Their prize through heartfelt deeds.”

Lyrics from the folk song “Crossroads Coyote”

Although Johnny was too big a star for The Kitchen, he liked to try out new songs there a few times a month. It made the locals feel special and he got a rush out of the applause. Tonight, he felt none of his usual gratification, as he arrived for his set and moved through the crowded saloon. People were whispering about him.

Not ego-inflating “oooh, he’s famous” whispers.

The snickering “look at that loser” whispers he’d endured all through high school.
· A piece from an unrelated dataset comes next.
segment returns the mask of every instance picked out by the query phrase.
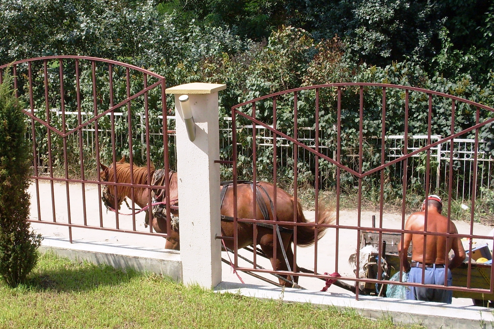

He thought he’d left that behind when he’d gone to college and reinvented himself. With his improved looks and streamlined moniker, he’d been able to date the hottest girls on campus. Not just Mamie O’Rourke. (He hadn’t been about to tie himself down to some dumb whore, who couldn’t even get him on her dad’s TV show. Johnny was still pissed about that.) No. He’d been popular with lots of women.

He was still popular with lots of women. All chicks wanted to fuck a genuine celebrity. It was indisputable. Johnny took full advantage of his status, too. It was his right!

So, why did he keep dwelling on his decision to not take Clem to Homecoming? Why did it feel like a huge mistake that had set all this current wrongness into motion?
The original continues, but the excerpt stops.